Logo Bloomberg Technoz

Harapan ini makin diperkuat oleh rilis data pasar tenaga kerja (Non-farm Payrolls/NFP) pada Jumat bahwa ekonomi AS di Oktober membuka lapangan kerja yang lebih kecil dari ekspektasi.

Sementara berbagai rilis data ekonomi AS belakangan ini juga memberi indikasi perlambatan ekonomi sehingga meredakan tekanan atas Federal Reserve untuk melanjutkan kenaikan suku bunga.

Tim Research Phillip Sekuritas Indonesia memaparkan, Pasar Kontrak Berjangka (Futures) Federal Fund Rate (FFR) memberi indikasi 85% probabilitas Federal Reserve sudah selesai menaikkan suku bunga, dan 80% peluang bahwa Federal Reserve akan mulai memangkas suku bunga di bulan Juni 2024.

“Pasar Futures juga melihat 89% probabilitas Bank Sentral Eropa (European Central Bank/ECB) akan mulai melonggarkan kebijakan moneter paling cepat bulan April 2024 sementara penurunan suku bunga acuan yang pertama oleh Bank of England (BOE) diprediksi akan terjadi pada bulan Agustus 2024,” mengutip riset harian Tim Research Phillip Sekuritas.

Seperti yang diwartakan Bloomberg News, informasi lebih lanjut tentang bagaimana para pembuat kebijakan Bank Sentral AS melihat laju inflasi mungkin akan terlihat pekan ini, di mana Gubernur The Fed Jerome Powell, dan Gubernur Bank of England Andrew Bailey akan berpidato.

"Ada alasan lebih bagi para investor untuk lebih optimistis bahwa The Fed mungkin sudah selesai dengan kenaikan suku bunga acuan, tetapi kita tidak boleh lengah," kata Vasu Menon, Direktur Manajemen Strategi Investasi OCBC Bank Singapore, oleh Bloomberg Television.

Sementara itu, pada kesempatan terpisah, David Donabedian, Chief Investment Officer di CIBC Private Wealth US memaparkan, The Fed masih terus memantau situasi di lapangan.

"Kami memperkirakan, pergerakan di sisa tahun ini masih akan bergejolak mengikuti arah pergerakan suku bunga acuan," imbuh David.

Dari dalam negeri, investor mencerna rilis data Produk Domestik Bruto (PDB) kuartal III-2023 yang memperlihatkan bahwa laju pertumbuhan melambat ke level terendah dalam dua tahun seiring dengan semakin lesunya kinerja ekspor dan pelemahan pada tingkat konsumsi rumah tangga.

BPS memaparkan, PDB tumbuh 4,94% secara tahunan (year-on-year/yoy), melambat dari pertumbuhan 5,17% yoy pada kuartal II-2023 serta lebih rendah dari ekspektasi pasar, 5.50% yoy dan prediksi Pemerintah, 5.10% yoy.

Konsumsi rumah tangga dalam negeri hanya tumbuh 5,06% yoy, melambat dari sebelumnya 5,22% yoy di kuartal II-2023.

Lebih lanjut, kontraksi pada ekspor semakin parah menjadi -4,26% yoy dari sebelumnya -2,97%yoy.
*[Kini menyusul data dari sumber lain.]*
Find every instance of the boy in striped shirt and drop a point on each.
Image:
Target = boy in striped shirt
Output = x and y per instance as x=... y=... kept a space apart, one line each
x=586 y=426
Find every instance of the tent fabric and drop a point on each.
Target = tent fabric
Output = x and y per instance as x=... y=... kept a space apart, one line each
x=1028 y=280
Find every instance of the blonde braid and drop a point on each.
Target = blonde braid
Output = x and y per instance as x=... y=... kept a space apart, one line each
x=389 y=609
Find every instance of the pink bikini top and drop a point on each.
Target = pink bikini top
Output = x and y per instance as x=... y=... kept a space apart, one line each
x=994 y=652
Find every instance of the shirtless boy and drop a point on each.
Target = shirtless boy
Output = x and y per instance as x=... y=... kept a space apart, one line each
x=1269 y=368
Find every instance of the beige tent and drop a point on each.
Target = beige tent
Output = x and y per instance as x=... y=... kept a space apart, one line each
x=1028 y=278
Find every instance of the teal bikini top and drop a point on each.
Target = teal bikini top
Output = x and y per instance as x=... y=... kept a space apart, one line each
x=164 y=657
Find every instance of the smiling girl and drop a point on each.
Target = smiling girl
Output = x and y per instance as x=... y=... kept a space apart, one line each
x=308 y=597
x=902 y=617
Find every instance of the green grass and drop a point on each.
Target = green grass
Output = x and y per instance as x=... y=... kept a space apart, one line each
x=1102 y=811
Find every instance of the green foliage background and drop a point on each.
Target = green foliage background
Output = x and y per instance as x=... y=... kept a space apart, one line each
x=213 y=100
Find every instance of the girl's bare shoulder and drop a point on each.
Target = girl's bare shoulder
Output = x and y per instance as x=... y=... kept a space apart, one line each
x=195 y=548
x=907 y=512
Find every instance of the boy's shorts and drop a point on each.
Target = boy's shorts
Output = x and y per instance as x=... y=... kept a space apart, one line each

Belanja Pemerintah justru berubah arah, menjadi kontraksi 3,76% yoy dari kenaikan positif 10,6% yoy pada kuartal II-2023.

Analis MNC Sekuritas Herditya Wicaksana memaparkan, IHSG menguat 1,3% ke 6.878 disertai dengan adanya peningkatan volume pembelian dan mampu menembus cluster MA-20 dan MA-200.

“Posisi IHSG saat ini diperkirakan sedang berada di awal wave (iii) dari wave [iii], sehingga IHSG berpeluang untuk menguji 6.881-6.938,” papar Herditya dalam risetnya pada Selasa (7/11/2023).

Herditya juga memberikan catatan, namun demikian, tidak menutup kemungkinan akan adanya pull-back dalam jangka pendek ke rentang 6.776-6.809.

Bersamaan dengan risetnya, Herditya merekomendasikan saham-saham berikut ADRO, BBCA, MAPA dan PTRO.

Kemudian, Analis Phintraco Sekuritas memaparkan, IHSG berpotensi bergerak konsolidasi di pivot 6.850 di perdagangan Selasa (7/11).

“Penguatan IHSG di Senin (6/11) sudah memasuki overbought area. Sehingga, IHSG diperkirakan konsolidasi di pivot level 6.850 di Selasa (7/11),” tulisnya.

Melihat hal tersebut, Phintraco merekomendasikan saham-saham ADRO, INDY, BRPT, ANTM, ICBP, INKP dan AKRA.